Knock at the Cabin, like so many of M. Night Shyamalan’s films feels like it was conceived in a late-night dorm room session that involved copious amounts of marijuana.
“What if, like, you could stop the apocalypse, man, but you had to kill someone you loved? Would you do it?”
“Whoa.”
In fact, the script is adapted from a novel called The Cabin at the End of the World, which is apparently much more complex than the simplified and somewhat gimmicky version that ended up on the screen.
The film starts with adorable 7-year-old Wen (Kristen Cui) collecting grasshoppers in the woods. She and her parents, Daddy Eric (Jonathan Groff) and Daddy Andrew (Ben Aldridge), are vacationing in a remote cabin a few yards away.
Out of nowhere, she is approached by a hulking man (Dave Bautista), with a bald head and tattoos. Stranger danger in the extreme!
“I don’t talk to strangers,” says Wen.
But the man, whom she will find out is named Leonard, is very patient and kind. Disconcertingly so. Without a doubt, one of the best revelations of Knock at the Cabin is how good Bautista is in this role, brilliantly subverting his comic-book-villain-like appearance to play what certainly appears to be a gentle man (who could absolutely crush you like a bug if he wanted to, mind you).
Briefly, Leonard helps Wen collect grasshoppers, but then things get scary. Three more figures emerge from the woods. A gruff looking type named Redmond (Rupert Grint), a middle-aged Black woman named Sabrina (Nikki Amuka-Bird), and a hippie-ish millennial from Dupont Circle named Ardiane (Abby Quinn). They are all carrying primitive-looking weapons.
Wen runs.
As the title promises, the four invaders come a-knocking. At first Eric and Andrew try barricading the door, but the unwanted guests break windows and get inside easily. In the tussle, Eric bangs his head and gets a concussion. Sabrina, who says she’s a nurse, seems genuinely concerned and tends to him. When he wakes up, he’s tied to a chair, next to his husband.

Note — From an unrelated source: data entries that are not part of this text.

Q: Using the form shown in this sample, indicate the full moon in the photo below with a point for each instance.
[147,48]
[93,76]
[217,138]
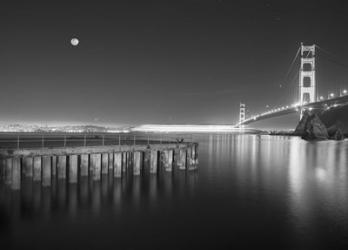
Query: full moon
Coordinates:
[74,41]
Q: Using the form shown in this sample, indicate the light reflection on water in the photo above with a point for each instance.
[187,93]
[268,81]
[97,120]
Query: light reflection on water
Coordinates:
[250,191]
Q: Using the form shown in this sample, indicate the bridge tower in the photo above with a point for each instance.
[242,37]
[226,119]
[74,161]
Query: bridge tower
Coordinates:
[242,110]
[307,84]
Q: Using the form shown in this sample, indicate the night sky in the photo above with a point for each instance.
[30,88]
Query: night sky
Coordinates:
[180,62]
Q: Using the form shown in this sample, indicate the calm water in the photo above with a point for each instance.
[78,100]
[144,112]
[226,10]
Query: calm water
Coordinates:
[249,192]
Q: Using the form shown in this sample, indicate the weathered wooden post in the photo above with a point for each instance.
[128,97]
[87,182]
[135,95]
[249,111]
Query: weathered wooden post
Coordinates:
[28,166]
[16,173]
[190,160]
[111,162]
[153,161]
[105,162]
[61,167]
[168,160]
[8,171]
[84,164]
[182,159]
[46,171]
[73,168]
[37,168]
[54,165]
[124,162]
[118,164]
[137,163]
[96,166]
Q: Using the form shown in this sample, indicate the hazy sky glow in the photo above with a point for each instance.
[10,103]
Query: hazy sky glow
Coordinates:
[180,62]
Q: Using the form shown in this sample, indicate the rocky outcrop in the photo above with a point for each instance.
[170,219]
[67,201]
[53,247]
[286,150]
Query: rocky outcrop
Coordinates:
[324,125]
[312,128]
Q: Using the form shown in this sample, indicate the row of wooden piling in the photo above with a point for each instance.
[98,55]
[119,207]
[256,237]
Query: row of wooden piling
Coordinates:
[42,168]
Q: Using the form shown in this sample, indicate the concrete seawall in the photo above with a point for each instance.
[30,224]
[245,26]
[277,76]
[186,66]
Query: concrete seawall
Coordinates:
[71,163]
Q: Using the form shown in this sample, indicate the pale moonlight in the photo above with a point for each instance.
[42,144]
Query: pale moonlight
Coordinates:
[74,41]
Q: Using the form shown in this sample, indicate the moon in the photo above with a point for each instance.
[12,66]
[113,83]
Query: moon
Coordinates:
[74,41]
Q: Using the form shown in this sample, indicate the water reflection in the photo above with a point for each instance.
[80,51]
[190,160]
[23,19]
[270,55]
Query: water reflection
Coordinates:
[33,200]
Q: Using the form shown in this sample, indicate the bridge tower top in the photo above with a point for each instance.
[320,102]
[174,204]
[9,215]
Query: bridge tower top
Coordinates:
[307,81]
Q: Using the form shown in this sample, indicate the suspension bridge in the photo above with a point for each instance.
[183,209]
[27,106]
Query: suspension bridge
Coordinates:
[308,98]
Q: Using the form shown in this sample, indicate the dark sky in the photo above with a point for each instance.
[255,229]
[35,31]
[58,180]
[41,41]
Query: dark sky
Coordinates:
[163,61]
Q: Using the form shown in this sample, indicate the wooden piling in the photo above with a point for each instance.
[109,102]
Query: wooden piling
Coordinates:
[136,163]
[28,166]
[16,173]
[46,171]
[54,165]
[153,161]
[37,168]
[182,159]
[111,162]
[96,166]
[73,169]
[118,165]
[61,167]
[168,160]
[105,163]
[124,162]
[8,171]
[84,160]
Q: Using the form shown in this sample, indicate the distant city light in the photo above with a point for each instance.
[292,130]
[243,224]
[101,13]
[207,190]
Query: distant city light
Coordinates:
[185,128]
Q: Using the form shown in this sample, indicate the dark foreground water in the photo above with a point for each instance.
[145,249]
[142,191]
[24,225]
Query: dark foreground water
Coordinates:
[249,192]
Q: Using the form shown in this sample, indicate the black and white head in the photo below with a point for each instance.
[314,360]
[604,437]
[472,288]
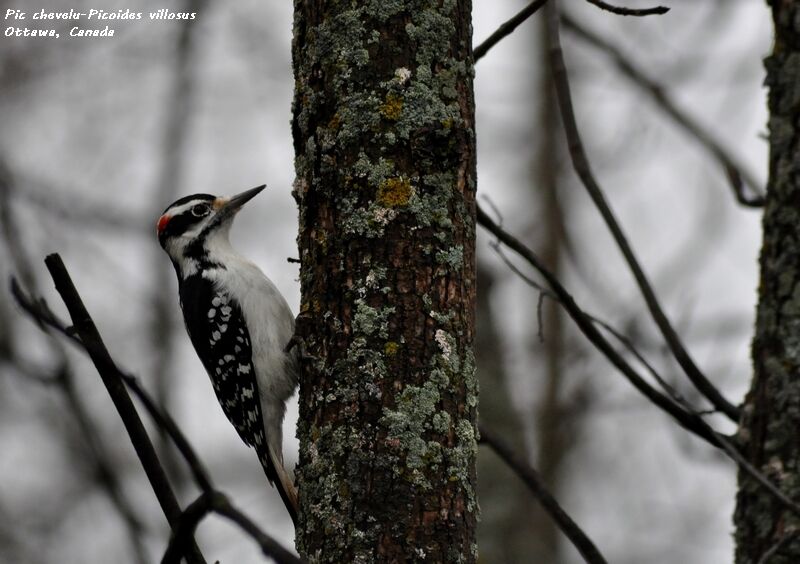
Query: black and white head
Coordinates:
[191,228]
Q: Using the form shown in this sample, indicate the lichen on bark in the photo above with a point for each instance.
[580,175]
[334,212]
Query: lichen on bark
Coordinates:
[768,433]
[385,180]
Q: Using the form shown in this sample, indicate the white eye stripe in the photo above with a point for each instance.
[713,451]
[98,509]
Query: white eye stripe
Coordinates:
[200,210]
[183,208]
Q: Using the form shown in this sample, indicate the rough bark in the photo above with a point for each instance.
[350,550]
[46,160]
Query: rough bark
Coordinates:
[771,416]
[385,180]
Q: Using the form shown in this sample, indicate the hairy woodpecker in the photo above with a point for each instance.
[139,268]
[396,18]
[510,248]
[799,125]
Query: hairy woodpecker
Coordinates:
[238,322]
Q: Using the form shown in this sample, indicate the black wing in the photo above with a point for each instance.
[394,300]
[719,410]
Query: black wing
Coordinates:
[219,334]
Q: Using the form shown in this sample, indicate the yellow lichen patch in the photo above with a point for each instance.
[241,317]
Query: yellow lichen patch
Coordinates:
[394,192]
[392,107]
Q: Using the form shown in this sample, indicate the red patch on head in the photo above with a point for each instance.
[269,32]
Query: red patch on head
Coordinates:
[162,223]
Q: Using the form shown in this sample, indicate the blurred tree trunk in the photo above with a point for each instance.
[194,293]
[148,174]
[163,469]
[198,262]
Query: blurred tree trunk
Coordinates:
[552,429]
[771,415]
[385,162]
[506,532]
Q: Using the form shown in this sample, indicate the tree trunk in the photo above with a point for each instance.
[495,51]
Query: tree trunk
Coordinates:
[385,162]
[771,415]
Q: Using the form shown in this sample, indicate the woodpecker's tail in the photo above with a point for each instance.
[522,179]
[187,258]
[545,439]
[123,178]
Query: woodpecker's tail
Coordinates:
[284,485]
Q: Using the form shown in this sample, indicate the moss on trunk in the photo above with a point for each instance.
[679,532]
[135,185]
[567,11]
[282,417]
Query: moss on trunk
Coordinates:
[385,163]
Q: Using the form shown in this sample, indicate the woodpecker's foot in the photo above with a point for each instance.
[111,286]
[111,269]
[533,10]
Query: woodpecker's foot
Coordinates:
[293,342]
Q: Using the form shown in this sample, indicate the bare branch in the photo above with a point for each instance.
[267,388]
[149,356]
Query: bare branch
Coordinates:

Leonard calmly explains the situation that you’ve all undoubtedly already seen in the trailer: End times is coming and there’s only one way to stop it. They have to make a choice to kill one member of their small, tightknit family. The member can’t be killed by someone else. They have to do it themselves. They longer they wait, the more people on earth will die.
Through carefully placed flashbacks, we get a sense of Andrew and Eric as people. Andrew is cynical, world-weary, and a bit quick to anger. (He was gay-bashed at a bar not too long ago and it made him even more suspicious of the world.) Eric, on the other hand, is hopeful, religious, a bit innocent. “You can pray,” Andrew teased him, as they sat in the waiting room of the orphanage where they adopted Wen.
So Andrew, of course, thinks this whole thing is ridiculous, a scam, a hoax. Eric seems more open to the possibility that it’s real—but could it just be the concussion?
I liked A Knock at the Cabin, to a point. I absolutely loved the way Andrew explained away increasingly disturbing coincidences—earthquakes and plane crashes on the TV, for example—with logic (the segments were staged; Leonard knew about them in advance). Even more cleverly, Andrew claims the four doomsayers are victims of a kind of a mass psychosis, brought on by an Internet “echo chamber.” (That does have the ring of truth.)
My biggest problem with the film comes in its third act, which I obviously won’t disclose here. Suffice it to say, a huge connection between Eric, Andrew, and one of the assailants is never fully explained. And the ending is extremely pat—simplified where ambiguity would’ve been so much more chilling and compelling. Shymalan’s films tend to rest on clever, which gets tiresome fast. So yes, I can mildly recommend A Knock at the Cabin as a slick, shallow crowd pleaser, but it feels like a wasted opportunity. I have lots more to say about the ending of the film that I can’t spoil here. Meet you in the dorm room?